Елизавета согласно кивала сладкогласому Гедеону и даже вспомнить не пыталась, были какие обещания или нет. Да и к чему это? Дело-то божье! И потому почти весь левый берег Невы по дарственным царицы перешёл во владение митрополита Дубянского и его духовных братьев.
Нёсся над толпами верующих запах росного ладана, осеняли их голодные животы простые и чудотворные иконы, величаво били колокола, отмеряя неторопливое русское время.
Одно – для всех, но своё – для каждого.
Со временем оперялись «птенцы» Ломоносова. Вырос Крашенинников, сам стал учить студентов, осолиднел, потолстел и, увы, всё реже брался за разновесы и реторты, всё больше писал бумаг и заседал в комиссиях, от наук отрываясь. И лишь иногда грустно вспоминал о временах, когда истово мешал селитру, вдумываясь в ещё не познанные её свойства. Прочно стал на ноги Широв, но от наук не отстранился. Имея за плечами ломоносовскую школу, высказывался твёрдо; о делах научных своё мнение имел и на авторитеты уже не оглядывался. Самостоятельно продолжал решать проблему расширения тел при нагреве. Стал адъюнктом и готовился к профессорскому званию Котельников.
– Но наука безгранична, – говаривал Ломоносов, – служителей требует много. – И потому привлёк к химическим занятиям нескольких студиозов – Софронова, Фёдоровского, Клементьева[100]100
Софронов Михаил (1729—1760) – из учеников Славяно-греко-латинской академии взят в 1748 г. студентом Академического университета, с 1753 г. адъюнкт Академии наук, а через два года получил назначение в Московский университет.

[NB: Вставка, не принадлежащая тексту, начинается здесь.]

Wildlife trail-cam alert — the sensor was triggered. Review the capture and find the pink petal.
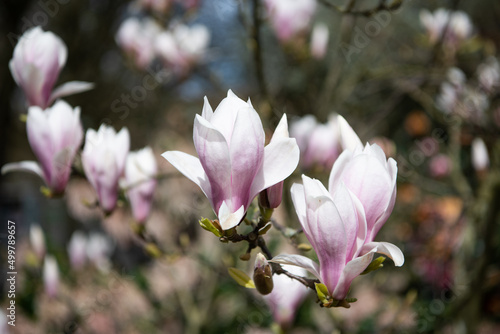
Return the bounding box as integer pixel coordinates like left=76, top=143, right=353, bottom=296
left=193, top=114, right=232, bottom=212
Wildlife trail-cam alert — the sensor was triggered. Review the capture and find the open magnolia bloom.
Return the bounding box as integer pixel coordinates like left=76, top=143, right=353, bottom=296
left=9, top=27, right=93, bottom=108
left=162, top=90, right=299, bottom=230
left=2, top=100, right=83, bottom=194
left=272, top=144, right=404, bottom=305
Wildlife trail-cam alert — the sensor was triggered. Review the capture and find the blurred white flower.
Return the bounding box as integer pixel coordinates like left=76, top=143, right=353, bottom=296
left=311, top=23, right=330, bottom=59
left=155, top=24, right=210, bottom=74
left=471, top=137, right=490, bottom=172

Фёдоровский Иван Никифорович (XVIII в.) – впоследствии переводчик Академии наук, участвовал в издании газеты «Санкт-Петербургские ведомости».
Клементьев Василий Иванович (1731—1759) – самый близкий Ломоносову его ученик по химическому классу, в 1756 г. стал лаборатором Химической лаборатории, будучи уже сложившимся учёным.
[Закрыть].
– Васька, чёрт, – как-то тёплым августовским утром прокричал Широв Клементьеву, – я тебе поручал вчера нагнать дистиллированной воды! Где вода?
– Нету, – комично развёл руками Клементьев, подымая плечи и пряча в них вихрастую голову с русыми нечёсанными волосами. – Дрова кончились, а больше Шумахер не даёт.
Широв вышел из-за перегородки, где ставил опыт, и внимательно, словно только сейчас увидел его, уставился на Клементьева. Потом спросил:
– Тебе годов сколько?
– Семнадцать.
– И грамоту, конечно, хорошо разумеешь? – тихим голосом продолжил Широв.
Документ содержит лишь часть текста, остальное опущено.